O fracassado governo de Nicolás Maduro pregou, nesta segunda-feira (1), o último prego no caixão da democracia e do diálogo com a oposição, além de aplicar uma bofetada no papa Francisco.

A convocação de uma Assembleia Constituinte supostamente popular foge ao padrão constitucional da Venezuela, estabelecido pelo próprio chavismo e que estabelece o sufrágio universal como requisito essencial.

Pelo que anunciou Maduro, a eleição será com base no Poder Comunal, inventado pelo chavismo e do qual a oposição está excluída. E não poderão participar partidos políticos e “as elites”, ou seja, será uma votação em circuito fechado, reservado aos partidários do regime.

Carlos Becerra/AFP
O presidente venezuelano, Nicolás Maduro, e sua mulher, Cilia Flores, em comício do 1º de Maio em Caracas
O presidente venezuelano, Nicolás Maduro, e sua mulher, Cilia Flores

Além disso, atropela a atual Assembleia Nacional, esta sim eleita por sufrágio universal e na qual a oposição tem sólida maioria.
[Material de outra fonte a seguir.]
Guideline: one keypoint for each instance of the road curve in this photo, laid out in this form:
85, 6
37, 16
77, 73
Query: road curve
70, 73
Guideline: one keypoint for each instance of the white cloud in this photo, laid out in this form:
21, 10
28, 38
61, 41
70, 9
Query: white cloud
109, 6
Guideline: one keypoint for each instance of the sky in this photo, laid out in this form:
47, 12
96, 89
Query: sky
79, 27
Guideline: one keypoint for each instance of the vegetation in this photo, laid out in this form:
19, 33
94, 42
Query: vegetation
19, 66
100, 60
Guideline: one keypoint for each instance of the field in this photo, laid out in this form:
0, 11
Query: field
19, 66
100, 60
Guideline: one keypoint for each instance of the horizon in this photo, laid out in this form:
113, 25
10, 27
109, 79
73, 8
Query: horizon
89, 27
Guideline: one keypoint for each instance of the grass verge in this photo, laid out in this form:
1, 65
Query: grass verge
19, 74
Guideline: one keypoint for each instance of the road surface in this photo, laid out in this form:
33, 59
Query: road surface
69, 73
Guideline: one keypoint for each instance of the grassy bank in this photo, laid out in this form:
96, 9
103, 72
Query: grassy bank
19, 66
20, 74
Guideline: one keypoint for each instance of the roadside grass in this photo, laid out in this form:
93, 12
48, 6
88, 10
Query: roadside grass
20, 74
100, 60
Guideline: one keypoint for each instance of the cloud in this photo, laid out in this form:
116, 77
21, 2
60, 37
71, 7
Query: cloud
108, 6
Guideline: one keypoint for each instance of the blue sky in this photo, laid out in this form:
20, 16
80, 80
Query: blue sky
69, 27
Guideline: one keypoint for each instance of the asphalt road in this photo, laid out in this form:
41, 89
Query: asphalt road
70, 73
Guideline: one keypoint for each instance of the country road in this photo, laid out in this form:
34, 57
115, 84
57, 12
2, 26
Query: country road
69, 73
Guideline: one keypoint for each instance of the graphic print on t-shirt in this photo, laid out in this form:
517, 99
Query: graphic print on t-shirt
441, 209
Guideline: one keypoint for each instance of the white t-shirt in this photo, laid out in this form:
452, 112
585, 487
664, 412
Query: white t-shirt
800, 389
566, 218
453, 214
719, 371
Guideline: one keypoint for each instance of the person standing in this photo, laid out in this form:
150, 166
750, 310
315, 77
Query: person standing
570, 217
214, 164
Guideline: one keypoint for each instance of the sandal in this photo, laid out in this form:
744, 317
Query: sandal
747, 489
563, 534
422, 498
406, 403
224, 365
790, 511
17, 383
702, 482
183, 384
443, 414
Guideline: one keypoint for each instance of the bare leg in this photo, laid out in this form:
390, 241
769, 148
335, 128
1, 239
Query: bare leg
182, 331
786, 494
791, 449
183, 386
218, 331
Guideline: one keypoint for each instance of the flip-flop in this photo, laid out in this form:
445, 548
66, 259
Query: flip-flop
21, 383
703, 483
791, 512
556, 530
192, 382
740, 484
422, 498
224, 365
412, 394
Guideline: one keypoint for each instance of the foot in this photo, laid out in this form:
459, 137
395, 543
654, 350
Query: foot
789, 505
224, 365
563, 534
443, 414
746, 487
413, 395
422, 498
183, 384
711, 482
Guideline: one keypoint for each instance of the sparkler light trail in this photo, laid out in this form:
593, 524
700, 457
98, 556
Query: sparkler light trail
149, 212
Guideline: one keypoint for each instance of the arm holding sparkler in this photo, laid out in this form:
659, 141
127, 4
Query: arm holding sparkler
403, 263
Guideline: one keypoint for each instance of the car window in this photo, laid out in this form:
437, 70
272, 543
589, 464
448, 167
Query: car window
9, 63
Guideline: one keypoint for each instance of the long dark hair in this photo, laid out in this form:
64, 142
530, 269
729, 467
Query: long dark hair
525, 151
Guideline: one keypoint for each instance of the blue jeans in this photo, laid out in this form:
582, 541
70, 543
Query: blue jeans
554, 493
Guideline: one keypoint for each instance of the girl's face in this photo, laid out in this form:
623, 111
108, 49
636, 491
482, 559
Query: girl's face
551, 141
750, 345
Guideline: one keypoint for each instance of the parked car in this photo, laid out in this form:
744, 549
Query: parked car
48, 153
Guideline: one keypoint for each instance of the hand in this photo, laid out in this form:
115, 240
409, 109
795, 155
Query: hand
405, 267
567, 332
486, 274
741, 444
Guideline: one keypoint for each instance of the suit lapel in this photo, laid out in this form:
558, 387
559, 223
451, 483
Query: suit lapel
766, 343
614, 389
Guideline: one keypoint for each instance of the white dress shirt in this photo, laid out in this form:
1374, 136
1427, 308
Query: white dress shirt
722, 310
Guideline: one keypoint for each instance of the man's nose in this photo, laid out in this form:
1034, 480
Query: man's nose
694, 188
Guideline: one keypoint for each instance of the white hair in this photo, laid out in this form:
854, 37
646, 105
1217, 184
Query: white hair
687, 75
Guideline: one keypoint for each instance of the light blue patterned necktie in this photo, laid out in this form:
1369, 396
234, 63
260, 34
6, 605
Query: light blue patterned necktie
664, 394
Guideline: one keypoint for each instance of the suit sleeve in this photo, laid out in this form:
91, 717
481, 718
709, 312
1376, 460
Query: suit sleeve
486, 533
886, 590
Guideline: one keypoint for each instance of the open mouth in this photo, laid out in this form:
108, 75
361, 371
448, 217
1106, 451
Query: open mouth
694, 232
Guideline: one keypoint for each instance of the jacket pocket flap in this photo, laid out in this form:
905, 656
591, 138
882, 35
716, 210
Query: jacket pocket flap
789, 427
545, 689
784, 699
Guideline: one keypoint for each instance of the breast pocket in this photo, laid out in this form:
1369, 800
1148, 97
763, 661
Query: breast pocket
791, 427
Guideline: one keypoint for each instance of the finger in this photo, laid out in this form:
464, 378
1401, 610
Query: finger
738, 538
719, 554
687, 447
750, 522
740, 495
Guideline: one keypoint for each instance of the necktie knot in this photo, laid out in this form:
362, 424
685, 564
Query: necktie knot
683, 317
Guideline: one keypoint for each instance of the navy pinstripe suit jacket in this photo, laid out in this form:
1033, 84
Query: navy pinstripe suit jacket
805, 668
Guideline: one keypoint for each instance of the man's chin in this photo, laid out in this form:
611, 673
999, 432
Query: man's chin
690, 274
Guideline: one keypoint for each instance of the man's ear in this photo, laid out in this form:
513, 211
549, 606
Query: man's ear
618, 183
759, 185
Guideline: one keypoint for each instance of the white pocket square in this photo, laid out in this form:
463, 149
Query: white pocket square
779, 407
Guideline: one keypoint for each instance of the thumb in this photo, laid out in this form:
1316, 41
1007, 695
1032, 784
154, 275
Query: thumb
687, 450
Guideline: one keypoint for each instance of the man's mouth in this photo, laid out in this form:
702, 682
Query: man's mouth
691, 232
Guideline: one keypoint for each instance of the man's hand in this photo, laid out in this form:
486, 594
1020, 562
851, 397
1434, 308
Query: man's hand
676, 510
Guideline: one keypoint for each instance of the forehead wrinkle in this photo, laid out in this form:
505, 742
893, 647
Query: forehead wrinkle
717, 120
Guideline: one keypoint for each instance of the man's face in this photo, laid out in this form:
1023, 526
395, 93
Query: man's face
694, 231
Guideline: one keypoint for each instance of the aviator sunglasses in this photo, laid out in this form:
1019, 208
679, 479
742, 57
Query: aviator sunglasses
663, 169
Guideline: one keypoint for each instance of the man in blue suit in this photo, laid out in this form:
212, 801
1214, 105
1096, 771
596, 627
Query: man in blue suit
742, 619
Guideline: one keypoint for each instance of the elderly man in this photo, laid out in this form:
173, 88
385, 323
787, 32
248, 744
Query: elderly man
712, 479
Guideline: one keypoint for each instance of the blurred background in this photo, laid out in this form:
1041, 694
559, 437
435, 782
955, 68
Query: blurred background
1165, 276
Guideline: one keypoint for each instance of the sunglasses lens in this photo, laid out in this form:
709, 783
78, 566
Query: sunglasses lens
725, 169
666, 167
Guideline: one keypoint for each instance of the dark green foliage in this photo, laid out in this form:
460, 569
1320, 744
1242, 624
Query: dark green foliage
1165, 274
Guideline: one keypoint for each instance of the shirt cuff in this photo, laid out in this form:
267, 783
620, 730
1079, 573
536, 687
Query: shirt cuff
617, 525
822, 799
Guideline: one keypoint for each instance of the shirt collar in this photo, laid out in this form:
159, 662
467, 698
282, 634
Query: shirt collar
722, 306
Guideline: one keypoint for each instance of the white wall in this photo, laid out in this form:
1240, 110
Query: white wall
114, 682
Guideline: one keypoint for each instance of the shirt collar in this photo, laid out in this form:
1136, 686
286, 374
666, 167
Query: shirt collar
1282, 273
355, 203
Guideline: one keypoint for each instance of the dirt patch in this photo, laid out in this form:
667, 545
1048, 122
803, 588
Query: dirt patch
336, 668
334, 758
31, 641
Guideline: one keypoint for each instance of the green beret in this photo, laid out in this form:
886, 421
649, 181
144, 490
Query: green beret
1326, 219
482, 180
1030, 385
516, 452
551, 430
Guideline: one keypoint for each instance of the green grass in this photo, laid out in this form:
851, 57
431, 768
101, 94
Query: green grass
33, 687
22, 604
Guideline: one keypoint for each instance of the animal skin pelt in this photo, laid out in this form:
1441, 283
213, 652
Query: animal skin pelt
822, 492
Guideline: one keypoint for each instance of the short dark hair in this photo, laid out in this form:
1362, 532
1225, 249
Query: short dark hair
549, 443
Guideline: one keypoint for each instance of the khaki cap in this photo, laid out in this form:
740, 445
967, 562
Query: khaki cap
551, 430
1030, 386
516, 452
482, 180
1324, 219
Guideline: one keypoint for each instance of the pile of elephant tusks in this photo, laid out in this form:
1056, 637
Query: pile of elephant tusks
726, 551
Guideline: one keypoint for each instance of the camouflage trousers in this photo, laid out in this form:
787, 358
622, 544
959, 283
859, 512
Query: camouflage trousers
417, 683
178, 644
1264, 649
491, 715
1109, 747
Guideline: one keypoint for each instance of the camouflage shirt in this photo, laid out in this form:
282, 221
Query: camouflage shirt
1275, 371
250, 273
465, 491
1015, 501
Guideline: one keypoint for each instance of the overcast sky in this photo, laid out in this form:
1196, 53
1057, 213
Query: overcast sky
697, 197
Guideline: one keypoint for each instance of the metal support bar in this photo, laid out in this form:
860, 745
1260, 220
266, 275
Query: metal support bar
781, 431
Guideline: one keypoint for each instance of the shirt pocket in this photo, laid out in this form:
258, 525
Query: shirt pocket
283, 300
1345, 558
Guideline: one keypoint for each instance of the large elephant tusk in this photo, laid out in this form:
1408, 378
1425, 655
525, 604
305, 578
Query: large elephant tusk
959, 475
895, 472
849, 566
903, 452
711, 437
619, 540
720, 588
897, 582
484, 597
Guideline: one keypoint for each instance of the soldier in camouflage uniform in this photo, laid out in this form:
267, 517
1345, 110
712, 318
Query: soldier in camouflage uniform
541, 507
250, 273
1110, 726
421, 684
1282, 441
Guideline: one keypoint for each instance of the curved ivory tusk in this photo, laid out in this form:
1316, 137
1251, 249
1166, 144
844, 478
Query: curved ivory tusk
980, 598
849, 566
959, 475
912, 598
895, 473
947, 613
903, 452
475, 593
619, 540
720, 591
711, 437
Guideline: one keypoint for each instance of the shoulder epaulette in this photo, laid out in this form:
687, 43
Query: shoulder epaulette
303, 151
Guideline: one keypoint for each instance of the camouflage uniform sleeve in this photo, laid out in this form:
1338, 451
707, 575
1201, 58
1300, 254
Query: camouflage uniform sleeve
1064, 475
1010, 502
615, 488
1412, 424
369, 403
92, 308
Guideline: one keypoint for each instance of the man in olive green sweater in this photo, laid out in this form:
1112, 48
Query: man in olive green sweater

Aliás, sufocar a Assembleia é tudo o que o governo vem fazendo desde a vitória oposicionista em 2015.

A bofetada no papa se caracteriza pelo fato de que Francisco fizera no domingo (30) “um sincero apelo ao governo e a todos os componentes da sociedade venezuelana para evitar formas de violência, respeitar os direitos humanos e buscar uma solução negociada”.

Ora, é impossível buscar uma solução negociada quando uma das partes, no caso o governo, decide unilateralmente desconhecer a outra.

O papa também criticou a “grave crise humanitária, social, política e econômica que está exaurindo a população”. É óbvio que não é com uma constituinte, de qualquer natureza, que se pode enfrentar a crise apontada por Francisco e pela maioria dos países latino-americanos, Brasil inclusive.

Todos eles também pregam o diálogo como meio de tentar resolver a crise e são, portanto, igualmente atingidos pela bofetada de Maduro.